Under Executive Order (EO) 12866, OIRA reviews “significant rules.” However, OIRA can waive review.
“Significant” rules are those rules likely to have an effect on the economy of at least $100 million, create inconsistency or interfere with another agency’s actions, alter the “entitlements, grants, user fees, or loan programs” or the rights of recipients of those programs, or raise “novel legal or policy issues.” Executive Order 12866. An agency must prepare a cost-benefit analysis for significant rules.
The agency must consider public feedback pursuant to the APA. Courts read this requirement to mean that an agency must respond to “significant” comments in the rule’s preamble.
While courts have not clearly articulated a single standard for “significance,” as a useful guide, the Ninth Circuit defined “significant” as “those which raise relevant points and which, if adopted, would require a change in the agency’s proposed rule.” Am. Min. Cong. v. E.P.A., 965 F.2d 759, 771 (9th Cir. 1992).
The agency must add to or revise the preamble based on comments received pursuant to the APA. The agency must provide a description of any significant differences between the proposed rule and the final rule pursuant to Office of Management and Budget (OMB) regulations.
Courts require the language of the final rule be a “logical outgrowth” of the NPRM such that the public feedback provided on the NPRM is sufficient to inform the promulgation of the rule. The final rule is a “logical outgrowth” as long as “affected parties ‘should have anticipated’ the final rule in light of the notice.” Brennan v. Dickson, 45 F.4th 48, 69-70 (2022) (citing Covad Comms. Co., 450 F.3d 528, 548 (2012)).
Resource: Logical Outgrowth Memorandum
The rule must not go into effect for at least 30 days following publication pursuant to the APA. This period provides notice of the regulatory action before regulated parties must comply.
“Major” rules cannot go into effect until 60 days after publication in the Federal Register or after Congress receives a report on the rule, whichever is later, pursuant to the APA.
If the rule is effective immediately it must meet an exception. Does the agency argue the rule:
- Meets a statutory exemption: The rule concerns the military or foreign affairs function of the United States, agency management or personnel, or relates to public property, loans, grants, benefits, or contract, which are exempt;
- Meets the “good cause” exemption: The agency shows that it would be “impracticable, unnecessary, or contrary to the public interest” pursuant to the APA;
- Reduces a regulatory burden: APA §553(d)(1) waives the 30-day waiting period after publication for substantive rules that relieve a restriction or grant an exemption to a regulated party.

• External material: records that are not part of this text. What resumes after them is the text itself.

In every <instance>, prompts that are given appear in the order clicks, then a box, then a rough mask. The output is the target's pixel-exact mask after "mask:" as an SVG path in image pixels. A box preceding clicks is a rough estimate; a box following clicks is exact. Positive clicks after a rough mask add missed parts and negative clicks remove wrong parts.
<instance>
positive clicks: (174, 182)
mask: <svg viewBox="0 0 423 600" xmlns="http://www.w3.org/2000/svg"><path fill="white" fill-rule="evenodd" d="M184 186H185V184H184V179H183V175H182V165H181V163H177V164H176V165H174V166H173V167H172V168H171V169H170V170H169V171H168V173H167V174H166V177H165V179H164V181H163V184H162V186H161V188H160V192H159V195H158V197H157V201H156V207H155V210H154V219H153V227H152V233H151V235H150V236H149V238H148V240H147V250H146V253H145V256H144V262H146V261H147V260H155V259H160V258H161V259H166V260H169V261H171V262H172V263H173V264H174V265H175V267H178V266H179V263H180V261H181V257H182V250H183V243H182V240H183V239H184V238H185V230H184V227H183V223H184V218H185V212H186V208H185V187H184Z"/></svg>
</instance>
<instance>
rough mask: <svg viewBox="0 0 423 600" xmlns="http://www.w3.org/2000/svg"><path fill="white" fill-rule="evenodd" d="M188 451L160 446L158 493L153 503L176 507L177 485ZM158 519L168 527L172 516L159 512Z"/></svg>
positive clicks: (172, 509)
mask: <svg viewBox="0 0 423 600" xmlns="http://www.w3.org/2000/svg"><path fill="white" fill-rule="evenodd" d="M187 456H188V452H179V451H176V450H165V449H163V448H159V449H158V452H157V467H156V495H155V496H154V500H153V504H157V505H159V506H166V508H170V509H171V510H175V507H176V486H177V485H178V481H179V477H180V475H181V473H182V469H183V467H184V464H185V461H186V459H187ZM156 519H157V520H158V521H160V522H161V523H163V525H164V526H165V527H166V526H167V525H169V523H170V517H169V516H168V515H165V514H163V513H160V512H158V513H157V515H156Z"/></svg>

- Or the rule is promulgated by the IRS: Thirty-day notice is likely not required for IRS regulations. Redhouse v. Comm’r, 728 F.2d 1249, 1253 (9th Cir. 1984).
If the rule is “major”:
Major rules are rules OMB decides are: (A) “Likely to result in (A) an annual effect on the economy of $100,000,000 or more; (B) a major increase in costs or prices for consumers, individual industries, federal, state, or local government agencies, or geographic regions; or (C) significant adverse effects on competition, employment, investment, productivity, innovation, or on the ability of United States-based enterprises to compete with foreign-based enterprises in domestic and export markets.” 5 USC § 804(2).
And the rule was promulgated in the last 60 days (or the last 60 days of the previous congressional session).
Then the rule may be subject to the Congressional Review Act. Congress may pass a joint resolution and if the president signs it, the resolution prevents the rule from taking effect and blocks any rule that is substantially similar from being reissued.